In the Economic Feasibility, we performed a Market Review (market size, market trends and forecast, patent- and market-analysis of competitors, identifying unique features of own solution).
Sources for possible improvements have been identified, e.g. the manufacturing process, to meet the required high-quality levels of a miniaturized, long-term, biocompatible miniature sensor for the human body. These modifications are considered achievable in Phase II, so that the overall feasibility is further improved. Due to the strong positive business forecast and the positive outcome of the technical feasibility this project will be continued.
Detailed business evaluation and structuring of an updated business plan highlights the clinical need and the strong economic feasibility of the implantable sensor. Production cost are well below thresholds to gain proper margins. The implementation of a Quality Management System (QMS) and the First-In-Human-trials necessary for certification and market entry are also considered thoroughly. This led to an expansion of the strategy of market entry preparation and project planning for Phase II.
We have identified our unique selling points (high miniaturization, biocompatibility, patient’s safety, true mobile measurement, low production costs) and reshaped the customer groups analysis.
The potential market entry barriers have been identified, which are for example high regulatory levels for development and production. A Quality Management System (QMS) according to ISO 13485 is required. Therefore, we develop the product in accordance to the QMS already in place within the consortium.
The steps and timeline for certification of the product, including medical trials, CE certification and FDA approval was planned.
During analysation of reimbursement models of the product, reimbursement for even for more expensive devices with less functionality was found. To bring the product into market, a detailed forecast of costs was derived. Profit and loss accounts show Return on Invest shortly after the end of the Phase II project.

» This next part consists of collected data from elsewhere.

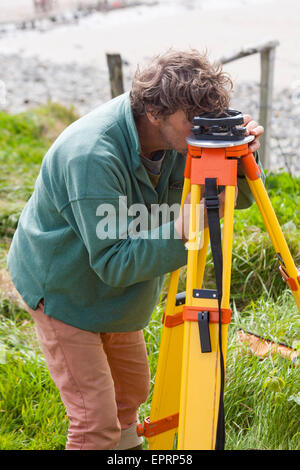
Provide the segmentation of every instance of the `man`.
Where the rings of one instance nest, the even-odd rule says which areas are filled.
[[[141,446],[142,329],[164,274],[186,264],[188,209],[137,230],[133,208],[180,202],[192,117],[223,112],[230,89],[197,51],[168,51],[137,71],[130,93],[69,126],[43,160],[8,267],[66,406],[67,449]],[[245,124],[256,151],[263,128],[250,116]],[[242,174],[238,186],[237,207],[248,207]]]

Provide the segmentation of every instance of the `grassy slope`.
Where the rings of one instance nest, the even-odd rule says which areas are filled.
[[[65,445],[64,407],[40,354],[31,319],[8,288],[5,257],[41,160],[56,135],[74,119],[72,110],[53,104],[17,116],[0,113],[0,449],[63,449]],[[300,265],[300,178],[270,174],[267,188]],[[183,269],[182,286],[184,280]],[[205,283],[214,286],[210,254]],[[152,380],[167,286],[168,278],[161,303],[145,329]],[[227,448],[299,449],[299,368],[275,356],[259,360],[237,341],[238,328],[244,328],[299,345],[299,313],[281,281],[255,205],[235,214],[232,298],[225,394]],[[151,395],[141,407],[141,419],[149,414],[150,400]]]

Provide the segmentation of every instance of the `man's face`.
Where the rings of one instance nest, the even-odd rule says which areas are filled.
[[[182,110],[170,116],[159,118],[159,133],[166,149],[177,150],[179,153],[187,152],[186,138],[191,133],[193,124],[188,120]]]

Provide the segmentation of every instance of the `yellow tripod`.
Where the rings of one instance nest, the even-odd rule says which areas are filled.
[[[207,126],[200,126],[199,132],[203,129],[207,132]],[[300,275],[260,178],[260,169],[248,149],[253,136],[224,141],[215,140],[215,135],[212,132],[204,140],[197,134],[188,138],[182,193],[183,204],[191,192],[186,292],[177,293],[180,270],[171,273],[151,413],[144,424],[138,426],[138,434],[147,438],[149,450],[220,448],[216,443],[220,433],[230,322],[233,218],[239,160],[280,261],[281,274],[300,310]],[[217,290],[201,289],[210,233],[205,228],[199,243],[199,209],[201,187],[208,179],[225,186],[221,301],[218,301]]]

We derived basic requirements of the product and the project and formulated Go / Abort criteria for a Phase II project and worked out a detailed plan on actions for a Phase-II project application.
Using miniaturized electronics provided by EvoSense Research & Development GmbH, we have demonstrated, that energy and signal transmission from the outside into the implant, which is located inside a porcine heart, is possible under circumstances reflecting the use in human.
A first production chain for the basic pressure sensing diaphragm was set up. We have demonstrated that by means of novel 3D nanoprinting techniques (Nano3DSense) by the SME Nanoss GmbH ultra-small sensor sizes and minimally invasiveness, high biocompatibility and patient’s safety and inexpensive device production can be achieved.
The technical feasibility shows that the development of the implant with mechanical, electronic and software parts is feasible to costs in good congruence with our business model derived.
The results of this phase I project will be exploited in that way, that we will use them to structure the phase II project, the market entry and an updated business plan for further development. The results of the technical feasibility can be used to further develop a stressable demonstrator, which will be used for public presentations.